Standard UTM profiles that we use on all of our Fortigates that we deploy. Works on this version of code all the time. Literally no changes.

Will see about grabbing a CLI print out

Christopher McMullan_FTNT wrote:

Yes, but in a wide variety of contexts, for a decent number of reasons.

Do any of the UTM profiles or the policy itself have logging enabled? What logs get generated after applying the Layer-7 inspection?

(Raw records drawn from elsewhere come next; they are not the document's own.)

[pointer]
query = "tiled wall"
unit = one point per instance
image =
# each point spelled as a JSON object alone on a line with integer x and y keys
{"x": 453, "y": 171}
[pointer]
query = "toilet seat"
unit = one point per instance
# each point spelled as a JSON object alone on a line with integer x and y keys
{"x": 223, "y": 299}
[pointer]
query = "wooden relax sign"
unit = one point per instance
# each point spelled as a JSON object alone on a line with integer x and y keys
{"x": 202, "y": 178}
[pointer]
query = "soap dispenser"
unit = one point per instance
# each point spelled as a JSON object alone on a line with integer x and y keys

Could you provide the CLI configuration of the proxy options, and a relevant UTM profile, and the policy itself?

Firewall Policy Affected:

BATTLECREEK2 (policy) # edit 10

BATTLECREEK2 (10) # get policyid : 10 srcintf: == [ Inside ] name: Inside dstintf: == [ Outside ] name: Outside srcaddr: == [ all ] name: all dstaddr: == [ all ] name: all rtp-nat : disable action : accept status : enable schedule : always schedule-timeout : disable service: == [ SSH ] name: SSH utm-status : disable logtraffic : all logtraffic-start : disable capture-packet : disable auto-asic-offload : enable wanopt : disable webcache : disable session-ttl : 0 wccp : disable fsso : disable disclaimer : disable natip : 0.0.0.0 0.0.0.0 match-vip : disable diffserv-forward : disable diffserv-reverse : disable tcp-mss-sender : 0 tcp-mss-receiver : 0 comments : block-notification : disable custom-log-fields: tags: replacemsg-override-group: srcaddr-negate : disable dstaddr-negate : disable service-negate : disable timeout-send-rst : disable identity-based : disable traffic-shaper : traffic-shaper-reverse: per-ip-shaper : nat : enable permit-any-host : disable permit-stun-host : disable fixedport : disable ippool : disable central-nat : disable

Example of Layer 7 being Applied (webfilter monitor only policy)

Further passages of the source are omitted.